Czeski prezydent wyraził otwarte poparcie dla budowy kontrowersyjnego gazociągu Nord Stream 2, której sprzeciwia się m.in. Polska. Od stanowiska Milosza Zemana odciął się rząd w Pradze.
Prezydent Czech Milosz Zeman przebywający z oficjalną wizytą w Rosji w rozmowie z praską telewizją poinformował, że jego kraj popiera budowę gazociągu Nord Stream 2.
– To nowa informacja, wyłącznie dla waszego kanału. Uzgodniliśmy, że na podstawie materiałów, na podstawie stanowiska czeskiego ministerstwa przemysłu i handlu mogę wyrazić wsparcie Czech dla projektu Nord Stream 2 mimo że niektóre państwa go krytykują. Cieszę się, że w tej kwestii Czechy mają swoje stanowisko i chronią własne interesy – powiedział Zeman.
20-24 listopada czeski prezydent przebywał z oficjalną wizytą z Rosji na zaproszenie Władimira Putina. Wraz z nim przyjechali przedstawiciele ponad 140 czeskich spółek.
Powołując się na dokumenty przed wizytą Zemana rosyjskie media informowały o tym, że Rosja prowadzi konsultacje z Czechami na temat wsparcia Nord Stream 2, aby czeskie sieci gazociągowe były wykorzystywane do tranzytu gazu. Ponadto stwierdzono w nich, że zacieśnia się współpraca energetyczna Moskwy i Pragi. Przy czym, Rosja jest jednym z głównych dostawców węglowodorów do Czech. Dostarcza 80 proc. zużywanego w kraju gazu i 60 proc. ropy.
MSZ: To nie jest oficjalne stanowisko
O komentarz w tej sprawie poprosiliśmy czeskie Ministerstwo Spraw Zagranicznych. Dyplomacja odcięła się od stanowiska Zemana i zapewniła, że nie jest to oficjalne stanowisko Pragi.
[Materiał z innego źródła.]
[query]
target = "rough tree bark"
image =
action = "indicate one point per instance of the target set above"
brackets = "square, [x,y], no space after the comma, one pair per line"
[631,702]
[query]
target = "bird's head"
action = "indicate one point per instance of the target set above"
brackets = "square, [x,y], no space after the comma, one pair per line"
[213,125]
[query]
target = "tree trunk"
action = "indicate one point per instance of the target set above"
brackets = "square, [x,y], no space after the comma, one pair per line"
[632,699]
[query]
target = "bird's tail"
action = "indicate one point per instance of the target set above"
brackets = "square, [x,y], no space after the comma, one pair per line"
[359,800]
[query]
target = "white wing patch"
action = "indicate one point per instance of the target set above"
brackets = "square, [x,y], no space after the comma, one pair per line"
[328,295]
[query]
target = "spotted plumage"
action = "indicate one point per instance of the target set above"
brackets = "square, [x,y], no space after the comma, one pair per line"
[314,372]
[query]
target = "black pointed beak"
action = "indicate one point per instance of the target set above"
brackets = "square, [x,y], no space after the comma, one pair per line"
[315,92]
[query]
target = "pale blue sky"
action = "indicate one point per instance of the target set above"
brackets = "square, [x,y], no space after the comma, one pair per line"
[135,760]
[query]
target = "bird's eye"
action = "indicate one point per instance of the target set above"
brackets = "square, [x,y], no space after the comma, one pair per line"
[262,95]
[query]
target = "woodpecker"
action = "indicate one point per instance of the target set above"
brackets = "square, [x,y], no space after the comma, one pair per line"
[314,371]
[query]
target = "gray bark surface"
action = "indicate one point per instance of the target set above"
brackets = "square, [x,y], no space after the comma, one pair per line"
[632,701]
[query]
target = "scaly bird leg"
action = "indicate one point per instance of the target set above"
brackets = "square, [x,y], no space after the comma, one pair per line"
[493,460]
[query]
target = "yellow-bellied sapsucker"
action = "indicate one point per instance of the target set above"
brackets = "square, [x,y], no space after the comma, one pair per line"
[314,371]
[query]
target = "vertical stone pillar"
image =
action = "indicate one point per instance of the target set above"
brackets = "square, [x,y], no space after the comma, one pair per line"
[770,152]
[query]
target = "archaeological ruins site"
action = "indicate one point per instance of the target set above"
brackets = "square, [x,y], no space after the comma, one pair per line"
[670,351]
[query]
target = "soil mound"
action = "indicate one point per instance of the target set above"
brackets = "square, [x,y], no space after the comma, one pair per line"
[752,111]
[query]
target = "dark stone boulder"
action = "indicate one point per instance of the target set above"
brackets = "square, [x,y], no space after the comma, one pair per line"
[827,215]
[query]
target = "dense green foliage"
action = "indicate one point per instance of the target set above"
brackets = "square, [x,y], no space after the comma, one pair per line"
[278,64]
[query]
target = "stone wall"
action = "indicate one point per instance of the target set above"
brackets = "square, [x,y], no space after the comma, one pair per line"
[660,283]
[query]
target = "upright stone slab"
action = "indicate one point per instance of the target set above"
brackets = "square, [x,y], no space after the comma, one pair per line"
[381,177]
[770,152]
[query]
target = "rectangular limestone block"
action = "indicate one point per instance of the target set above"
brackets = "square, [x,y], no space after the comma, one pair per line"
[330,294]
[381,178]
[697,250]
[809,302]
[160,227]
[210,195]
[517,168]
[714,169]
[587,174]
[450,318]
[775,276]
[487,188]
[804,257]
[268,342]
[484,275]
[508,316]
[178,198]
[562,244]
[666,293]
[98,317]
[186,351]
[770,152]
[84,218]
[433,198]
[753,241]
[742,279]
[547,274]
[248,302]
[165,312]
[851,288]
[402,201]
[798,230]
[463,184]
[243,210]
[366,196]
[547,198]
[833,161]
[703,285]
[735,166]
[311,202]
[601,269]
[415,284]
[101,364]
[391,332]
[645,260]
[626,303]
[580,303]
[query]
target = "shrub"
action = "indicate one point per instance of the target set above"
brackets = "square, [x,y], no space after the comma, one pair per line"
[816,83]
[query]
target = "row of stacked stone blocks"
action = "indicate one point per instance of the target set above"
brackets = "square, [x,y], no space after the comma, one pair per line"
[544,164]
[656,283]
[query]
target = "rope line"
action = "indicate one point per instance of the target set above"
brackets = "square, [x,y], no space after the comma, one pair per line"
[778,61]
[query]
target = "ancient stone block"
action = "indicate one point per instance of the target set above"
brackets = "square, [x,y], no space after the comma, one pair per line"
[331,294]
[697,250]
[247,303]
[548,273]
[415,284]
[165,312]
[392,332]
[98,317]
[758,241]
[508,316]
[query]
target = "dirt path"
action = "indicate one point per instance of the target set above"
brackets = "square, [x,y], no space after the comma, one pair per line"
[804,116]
W tym kontekście Nord Stream 2 warto przypomnieć, że Czechy były jednym z sygnatariuszy listu do przewodniczącego Komisji Europejskiej Jean-Claude Juncker’a, w którym liderzy ośmiu europejskich państw przekonywali, że jego realizacja doprowadzi do ,,destabilizacji geopolitycznej”. Wówczas tłumacząc się z podpisanego przez Pragę list minister transportu Jan Mladek stwierdził, że Czechy ,,podpisały tylko miękki wariant dokumentu”. Wcześniej jednak opowiadał się za utrzymaniem tranzytu przez Ukrainę ale jako kompromisowe rozwiązanie przedstawił jednoczesną budowę kontrowersyjnego gazociągu.
Nord Stream 2
Pierwszy gazociąg z Rosji do Niemiec przez Morze Bałtyckie – Nord Stream – został oddany do eksploatacji w 2012 roku. Jego przepustowość wynosi 55 mld m sześc. rocznie. Przez Nord Stream 2 będzie mogła płynąć taka sama ilość gazu. Planowany gazociąg może zagrozić rozwojowi rynku w regionie i potencjalnej konkurencji w postaci dostaw z nowych, nierosyjskich źródeł. Ponadto może pozbawić Polskę oraz Ukrainę roli państw tranzytowych w dostawach paliwa z Rosji.